Volunteering may be good for your health, reveals a large systematic review and meta-analysis led by the University of Exeter Medical School
A new study published in the open-access journal BMC Public Health finds volunteering may improve mental health and help you live longer.
The research pools and compares data from multiple experimental trials and longitudinal cohort studies. Some observational evidence points to about a 20 percent reduction in mortality among volunteers compared to nonvolunteers in cohort studies. Volunteers also reported lower levels of depression, increased life satisfaction and enhanced well-being, although the findings have yet to be confirmed in trials.
The systematic review was led by Dr. Suzanne Richards at the University of Exeter Medical School, and was supported by the National Institute for Health Research Collaboration for Leadership in Applied Health Research and Care in the South West Peninsula (NIHR PenCLAHRC).
Worldwide, the prevalence of adult volunteering varies with estimates of 22.5 percent in Europe, 36 percent in Australia and 27 percent in the U.S. Volunteers commonly cite altruistic motives for their habit — “giving something back” to their community, or supporting an organization or charity that has supported them. Volunteering can also be used to gain work experience or to widen social circles, but its effects may go far deeper.
Previous reviews have highlighted supposed health benefits, including increased longevity, improved quality of life, reductions in stress and hospitalization, but these tend to be based on narrative, rather than comparative, evidence. Richards and colleagues pooled data from 40 papers that reported data from nine xperimental trials and 16 cohort studies to arrive at their conclusions.
The causal mechanisms underlying the potential health benefits of volunteering are unclear. Some people hypothesize that physical benefits, for example, could be explained by the fact that volunteers spend more time out of the house. But the relationship with mental health may be trickier.

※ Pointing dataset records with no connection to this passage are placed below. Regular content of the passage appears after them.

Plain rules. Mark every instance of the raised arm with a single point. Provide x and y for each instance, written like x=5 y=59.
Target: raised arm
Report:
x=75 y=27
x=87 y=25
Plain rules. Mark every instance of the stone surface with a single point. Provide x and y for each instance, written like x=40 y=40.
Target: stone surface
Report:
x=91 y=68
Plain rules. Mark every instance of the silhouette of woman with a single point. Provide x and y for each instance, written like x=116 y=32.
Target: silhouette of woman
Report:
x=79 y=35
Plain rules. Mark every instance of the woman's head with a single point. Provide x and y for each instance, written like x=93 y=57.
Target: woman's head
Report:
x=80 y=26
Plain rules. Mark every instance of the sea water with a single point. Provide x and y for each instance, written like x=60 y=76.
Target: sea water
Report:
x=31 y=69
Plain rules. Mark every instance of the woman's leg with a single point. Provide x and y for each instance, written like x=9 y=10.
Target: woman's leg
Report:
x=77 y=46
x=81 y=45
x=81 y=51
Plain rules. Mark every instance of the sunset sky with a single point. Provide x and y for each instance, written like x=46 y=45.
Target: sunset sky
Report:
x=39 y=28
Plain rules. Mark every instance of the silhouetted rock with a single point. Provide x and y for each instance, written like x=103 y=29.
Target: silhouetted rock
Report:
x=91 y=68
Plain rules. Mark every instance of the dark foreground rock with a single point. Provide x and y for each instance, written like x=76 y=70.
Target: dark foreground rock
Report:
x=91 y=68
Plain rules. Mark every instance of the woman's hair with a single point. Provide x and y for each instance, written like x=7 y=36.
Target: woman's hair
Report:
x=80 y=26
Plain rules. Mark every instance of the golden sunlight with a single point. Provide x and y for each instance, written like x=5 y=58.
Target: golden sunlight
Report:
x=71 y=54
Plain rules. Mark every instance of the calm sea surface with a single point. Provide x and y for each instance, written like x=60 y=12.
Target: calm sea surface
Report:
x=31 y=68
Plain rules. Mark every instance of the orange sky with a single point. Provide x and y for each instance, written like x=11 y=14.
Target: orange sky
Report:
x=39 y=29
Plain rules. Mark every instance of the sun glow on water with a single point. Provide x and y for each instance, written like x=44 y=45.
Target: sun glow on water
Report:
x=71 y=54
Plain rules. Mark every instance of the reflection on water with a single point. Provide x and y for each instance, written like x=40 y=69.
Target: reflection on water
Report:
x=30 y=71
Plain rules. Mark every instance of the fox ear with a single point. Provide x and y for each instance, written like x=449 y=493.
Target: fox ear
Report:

Although people tend to volunteer for altruistic reasons, if they do not feel they are getting something back, then the positive impact of volunteering on quality of life is limited. Volunteer too much, and the habit can become a burden, bringing problems of its own. More research is needed to unpack the theoretical mechanisms by which volunteers may accrue different health benefits.
In 2010, the United Kingdom government launched the Building the Big Society policy, which called for low-cost, sustainable interventions, such as volunteering, for people to participate in their local communities to improve social capital and community engagement. Volunteering has also been advocated by the United Nations and the American and European governments as a way to foster engagement in local communities, with the potential for public health benefits and decreasing health inequalities.
Richards said, “Our systematic review shows that volunteering is associated with improvements in mental health, but more work is needed to establish whether volunteering is actually the cause. It is still unclear whether biological and cultural factors and social resources that are often associated with better health and survival are also associated with a willingness to volunteer in the first place. The challenge now is to encourage people from more diverse backgrounds to take up volunteering, and then to measure whether improvements arise for them.”